生物
清脆的
计算生物学
鉴定(生物学)
分子诊断学
生物技术
基因
遗传学
生态学
作者
P. R. Shashank,Brandon M. Parker,Santosh R. Rananaware,David Plotkin,Christian Couch,Lilia G. Yang,Long Thanh Nguyen,A. Prabhuraj,W. Evan Braswell,Piyush Jain,Akito Y. Kawahara
标识
DOI:10.1111/1755-0998.13881
摘要
Abstract Rapid identification of organisms is essential for many biological and medical disciplines, from understanding basic ecosystem processes, disease diagnosis, to the detection of invasive pests. CRISPR‐based diagnostics offers a novel and rapid alternative to other identification methods and can revolutionize our ability to detect organisms with high accuracy.
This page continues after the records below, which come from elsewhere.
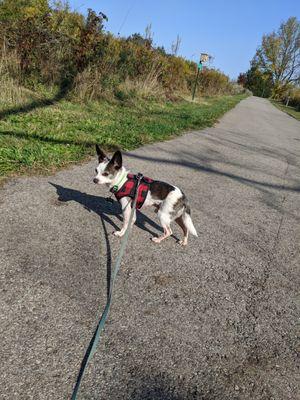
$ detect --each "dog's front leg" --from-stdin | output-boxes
[114,198,135,237]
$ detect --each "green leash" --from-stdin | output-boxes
[71,174,143,400]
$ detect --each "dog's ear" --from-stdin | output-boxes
[96,144,107,163]
[110,150,122,169]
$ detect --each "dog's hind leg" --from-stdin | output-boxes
[175,215,189,246]
[152,210,173,243]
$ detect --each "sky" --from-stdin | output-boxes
[69,0,300,79]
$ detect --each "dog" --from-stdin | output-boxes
[93,145,198,246]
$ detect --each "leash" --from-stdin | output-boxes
[71,173,143,400]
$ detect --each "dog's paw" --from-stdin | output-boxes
[113,231,124,237]
[151,237,161,243]
[178,240,187,246]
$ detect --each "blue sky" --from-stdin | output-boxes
[69,0,300,79]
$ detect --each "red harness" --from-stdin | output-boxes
[110,174,153,209]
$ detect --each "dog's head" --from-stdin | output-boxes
[93,144,122,185]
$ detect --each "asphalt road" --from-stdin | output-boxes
[0,97,300,400]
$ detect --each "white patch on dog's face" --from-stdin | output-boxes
[94,145,122,185]
[94,161,114,185]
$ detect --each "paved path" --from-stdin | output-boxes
[0,97,300,400]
Here we describe a CRISPR‐based diagnostic developed with the universal cytochrome‐oxidase 1 gene (CO1). The CO1 gene is the most sequenced gene among Animalia, and therefore our approach can be adopted to detect nearly any animal. We tested the approach on three difficult‐to‐identify moth species ( Keiferia lycopersicella , Phthorimaea absoluta and Scrobipalpa atriplicella ) that are major invasive pests globally. We designed an assay that combines recombinase polymerase amplification (RPA) with CRISPR for signal generation. Our approach has a much higher sensitivity than real‐time PCR assays and achieved 100% accuracy for identification of all three species, with a detection limit of up to 120 fM for P. absoluta and 400 fM for the other two species. Our approach does not require a sophisticated laboratory, reduces the risk of cross‐contamination, and can be completed in less than 1 h. This work serves as a proof of concept that has the potential to revolutionize animal detection and monitoring.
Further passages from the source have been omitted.